I love the tiny skinks too. I keep the other Garden Skink / Grass Skink / Delicate Skink, _Lampropholis delicata_ and Boulenger's Skinks, _Morethia boulengeri_. 
What state are you in? I am also interested in the process of your collection permit.
I am particularly interested in small skinks that would naturally do well in Bundaberg's climate. It means I don't have to fight nature so much and normally have my reptile room open with security screen doors for air flow and match the outside temps most of the time.


----------



## butters (Nov 9, 2014)

I keep a few small skink species as well, 4 _Carlias, Cryptoblepharus_, 2 _Morethia'_s, some small _Eulamprus_. Small skink species are great and there are a few people out there keeping them but they are not something that you see offered on a regular basis.

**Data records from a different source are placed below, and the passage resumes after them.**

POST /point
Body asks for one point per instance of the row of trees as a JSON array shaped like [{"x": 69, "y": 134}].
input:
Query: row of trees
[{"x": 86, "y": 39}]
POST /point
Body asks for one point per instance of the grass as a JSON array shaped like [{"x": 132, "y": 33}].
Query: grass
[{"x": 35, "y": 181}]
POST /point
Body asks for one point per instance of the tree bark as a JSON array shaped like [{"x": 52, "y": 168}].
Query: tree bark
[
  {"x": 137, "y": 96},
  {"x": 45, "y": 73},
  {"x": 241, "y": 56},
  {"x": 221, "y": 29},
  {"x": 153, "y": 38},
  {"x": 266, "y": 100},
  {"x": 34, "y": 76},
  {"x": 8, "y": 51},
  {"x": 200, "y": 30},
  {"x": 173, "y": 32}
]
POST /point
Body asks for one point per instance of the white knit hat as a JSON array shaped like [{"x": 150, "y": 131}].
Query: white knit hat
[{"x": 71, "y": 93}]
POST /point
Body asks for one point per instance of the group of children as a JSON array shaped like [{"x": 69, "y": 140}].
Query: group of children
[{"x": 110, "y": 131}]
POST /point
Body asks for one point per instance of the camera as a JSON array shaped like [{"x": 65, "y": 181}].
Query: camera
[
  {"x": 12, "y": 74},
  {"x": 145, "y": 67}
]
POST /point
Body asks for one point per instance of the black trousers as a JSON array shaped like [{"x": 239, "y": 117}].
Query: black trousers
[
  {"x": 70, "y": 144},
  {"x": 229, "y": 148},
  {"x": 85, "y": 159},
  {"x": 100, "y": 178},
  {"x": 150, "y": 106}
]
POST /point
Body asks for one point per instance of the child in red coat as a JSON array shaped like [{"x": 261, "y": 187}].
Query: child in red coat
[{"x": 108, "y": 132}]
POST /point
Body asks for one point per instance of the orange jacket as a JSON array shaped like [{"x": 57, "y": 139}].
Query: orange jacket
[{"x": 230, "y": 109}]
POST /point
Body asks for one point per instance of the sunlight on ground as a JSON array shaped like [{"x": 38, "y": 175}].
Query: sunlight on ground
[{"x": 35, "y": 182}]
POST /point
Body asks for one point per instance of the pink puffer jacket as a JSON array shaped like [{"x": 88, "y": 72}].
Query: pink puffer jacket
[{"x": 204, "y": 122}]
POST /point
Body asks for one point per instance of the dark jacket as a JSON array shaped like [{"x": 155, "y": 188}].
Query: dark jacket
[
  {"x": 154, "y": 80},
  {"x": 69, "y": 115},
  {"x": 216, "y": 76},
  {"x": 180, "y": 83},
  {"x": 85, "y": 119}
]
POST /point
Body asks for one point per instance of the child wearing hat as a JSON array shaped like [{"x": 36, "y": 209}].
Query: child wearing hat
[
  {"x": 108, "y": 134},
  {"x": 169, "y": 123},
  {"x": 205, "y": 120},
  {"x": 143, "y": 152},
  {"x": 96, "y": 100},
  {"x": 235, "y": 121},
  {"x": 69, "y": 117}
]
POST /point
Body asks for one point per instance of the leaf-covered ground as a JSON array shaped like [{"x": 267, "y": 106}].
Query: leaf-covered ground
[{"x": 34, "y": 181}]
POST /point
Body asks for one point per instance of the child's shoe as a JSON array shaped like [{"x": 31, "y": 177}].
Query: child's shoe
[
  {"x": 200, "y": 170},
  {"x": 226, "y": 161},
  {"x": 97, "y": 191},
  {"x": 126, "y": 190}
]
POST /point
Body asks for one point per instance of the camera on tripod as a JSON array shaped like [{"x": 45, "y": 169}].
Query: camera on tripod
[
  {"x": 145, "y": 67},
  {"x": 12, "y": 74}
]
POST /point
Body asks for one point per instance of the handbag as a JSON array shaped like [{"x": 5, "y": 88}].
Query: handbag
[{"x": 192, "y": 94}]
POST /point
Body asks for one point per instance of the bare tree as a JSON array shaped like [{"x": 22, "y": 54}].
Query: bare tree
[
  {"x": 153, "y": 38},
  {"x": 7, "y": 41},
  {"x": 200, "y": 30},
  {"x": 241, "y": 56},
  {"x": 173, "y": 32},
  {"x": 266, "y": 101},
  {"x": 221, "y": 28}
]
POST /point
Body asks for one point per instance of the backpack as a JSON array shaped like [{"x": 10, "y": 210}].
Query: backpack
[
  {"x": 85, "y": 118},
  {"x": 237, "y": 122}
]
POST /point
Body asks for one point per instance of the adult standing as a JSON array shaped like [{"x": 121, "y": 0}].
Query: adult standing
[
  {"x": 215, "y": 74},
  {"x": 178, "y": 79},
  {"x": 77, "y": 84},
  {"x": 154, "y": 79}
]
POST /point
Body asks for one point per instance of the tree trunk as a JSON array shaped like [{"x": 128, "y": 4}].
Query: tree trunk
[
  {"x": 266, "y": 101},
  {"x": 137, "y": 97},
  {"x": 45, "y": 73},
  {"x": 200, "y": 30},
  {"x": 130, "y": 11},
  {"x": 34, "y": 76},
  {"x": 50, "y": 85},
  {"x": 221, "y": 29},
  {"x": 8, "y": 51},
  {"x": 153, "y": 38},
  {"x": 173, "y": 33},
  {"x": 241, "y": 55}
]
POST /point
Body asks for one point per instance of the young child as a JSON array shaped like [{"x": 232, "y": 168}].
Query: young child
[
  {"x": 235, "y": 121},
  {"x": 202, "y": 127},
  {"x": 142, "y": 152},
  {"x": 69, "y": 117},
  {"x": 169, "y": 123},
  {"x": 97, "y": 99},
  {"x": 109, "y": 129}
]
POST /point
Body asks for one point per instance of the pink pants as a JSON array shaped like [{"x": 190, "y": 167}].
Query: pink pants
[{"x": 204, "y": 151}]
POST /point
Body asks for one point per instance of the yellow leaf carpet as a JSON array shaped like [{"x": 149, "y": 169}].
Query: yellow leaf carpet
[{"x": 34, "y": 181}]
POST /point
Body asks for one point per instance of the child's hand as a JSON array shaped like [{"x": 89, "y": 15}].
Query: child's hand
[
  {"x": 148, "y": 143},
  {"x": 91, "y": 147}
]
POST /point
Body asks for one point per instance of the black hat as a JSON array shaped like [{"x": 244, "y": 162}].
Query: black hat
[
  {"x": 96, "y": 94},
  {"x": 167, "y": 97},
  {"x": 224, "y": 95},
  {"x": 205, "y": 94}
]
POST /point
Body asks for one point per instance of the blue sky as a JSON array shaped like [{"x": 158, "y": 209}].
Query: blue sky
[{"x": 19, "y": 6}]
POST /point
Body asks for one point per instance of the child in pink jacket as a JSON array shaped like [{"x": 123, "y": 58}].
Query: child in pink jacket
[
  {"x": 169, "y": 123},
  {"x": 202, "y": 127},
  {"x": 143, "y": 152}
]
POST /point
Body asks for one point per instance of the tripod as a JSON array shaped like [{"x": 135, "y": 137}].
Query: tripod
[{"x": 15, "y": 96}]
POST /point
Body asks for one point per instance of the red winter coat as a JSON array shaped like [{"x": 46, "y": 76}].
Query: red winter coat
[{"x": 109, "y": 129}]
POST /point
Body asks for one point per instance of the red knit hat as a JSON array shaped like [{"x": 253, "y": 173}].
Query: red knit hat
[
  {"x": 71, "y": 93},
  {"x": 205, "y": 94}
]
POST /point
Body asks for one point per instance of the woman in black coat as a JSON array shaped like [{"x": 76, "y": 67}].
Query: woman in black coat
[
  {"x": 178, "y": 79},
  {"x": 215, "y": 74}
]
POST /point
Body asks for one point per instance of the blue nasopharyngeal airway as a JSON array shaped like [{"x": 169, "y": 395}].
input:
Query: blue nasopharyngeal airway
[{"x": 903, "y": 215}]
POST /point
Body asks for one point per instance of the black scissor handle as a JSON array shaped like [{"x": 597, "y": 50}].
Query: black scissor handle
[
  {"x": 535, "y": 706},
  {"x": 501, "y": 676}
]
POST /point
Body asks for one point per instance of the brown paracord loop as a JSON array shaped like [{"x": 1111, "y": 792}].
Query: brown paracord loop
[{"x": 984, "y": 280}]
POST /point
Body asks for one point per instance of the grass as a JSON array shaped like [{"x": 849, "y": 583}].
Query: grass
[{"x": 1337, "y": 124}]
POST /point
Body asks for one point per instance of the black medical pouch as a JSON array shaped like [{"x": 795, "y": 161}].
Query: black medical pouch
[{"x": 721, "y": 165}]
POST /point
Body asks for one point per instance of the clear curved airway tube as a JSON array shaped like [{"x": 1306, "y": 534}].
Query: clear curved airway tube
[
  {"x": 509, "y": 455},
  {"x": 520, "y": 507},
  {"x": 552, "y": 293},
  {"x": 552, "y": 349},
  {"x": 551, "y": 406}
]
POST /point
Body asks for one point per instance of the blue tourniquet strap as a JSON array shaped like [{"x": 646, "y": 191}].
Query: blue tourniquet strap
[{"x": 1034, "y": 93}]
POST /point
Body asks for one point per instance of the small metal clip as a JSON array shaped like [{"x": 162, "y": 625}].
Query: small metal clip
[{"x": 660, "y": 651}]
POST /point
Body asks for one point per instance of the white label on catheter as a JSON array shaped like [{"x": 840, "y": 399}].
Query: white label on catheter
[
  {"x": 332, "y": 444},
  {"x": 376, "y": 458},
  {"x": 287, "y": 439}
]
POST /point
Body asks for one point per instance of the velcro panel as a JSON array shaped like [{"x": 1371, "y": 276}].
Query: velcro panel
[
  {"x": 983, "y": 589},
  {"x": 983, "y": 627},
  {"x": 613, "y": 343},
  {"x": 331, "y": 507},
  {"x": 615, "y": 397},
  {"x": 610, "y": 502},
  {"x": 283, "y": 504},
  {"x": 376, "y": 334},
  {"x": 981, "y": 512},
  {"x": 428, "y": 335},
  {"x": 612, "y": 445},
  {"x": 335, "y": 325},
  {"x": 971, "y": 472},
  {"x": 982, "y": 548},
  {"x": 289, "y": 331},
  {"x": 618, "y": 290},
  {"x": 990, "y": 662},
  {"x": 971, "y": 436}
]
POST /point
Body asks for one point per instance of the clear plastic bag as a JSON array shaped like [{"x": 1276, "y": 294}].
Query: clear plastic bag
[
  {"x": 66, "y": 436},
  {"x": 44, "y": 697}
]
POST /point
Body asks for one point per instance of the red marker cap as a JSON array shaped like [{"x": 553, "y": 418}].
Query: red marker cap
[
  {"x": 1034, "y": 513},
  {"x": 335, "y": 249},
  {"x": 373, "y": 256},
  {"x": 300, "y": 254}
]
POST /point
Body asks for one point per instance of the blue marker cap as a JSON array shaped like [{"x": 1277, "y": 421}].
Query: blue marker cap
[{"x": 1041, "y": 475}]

Took me years to get the species I have and I still don't have any _Lampropholis_!!


----------



## pinefamily (Nov 13, 2014)

We have two eastern water skinks (eulamprus quoyii) that are little characters. It has taken time, but they now will climb on my hand and up my forearm, if the mood strikes them of course.


----------



## BigWillieStyles (Nov 16, 2014)

At Melbourne zoo they had a terrific southern brown tree frog enclosure that also had water skinks in it? Looked fantastic!


----------



## Dr-Zoidberg (Nov 19, 2014)

At my old house we had a population of golden water skinks in our yard that lived under our driveway. During the hot weather I'd often find them inside looking for water. I set up a large pond in our court yard for them and seen many generations of there young congregating on the rock wall I built for them to hide in. I wish I brought a few to my new house to establish a population there, as I loved sitting outside with a cold beer watching there antics after a hard days work.


----------



## CrazyNut (Nov 19, 2014)

Awesome I rally need some small skinks they are super cool! Wow you managed t get a take from the wild permit haha that's really hard to do lol congrats (?) lol in Victoria those sort of permits are only given out to university's.


----------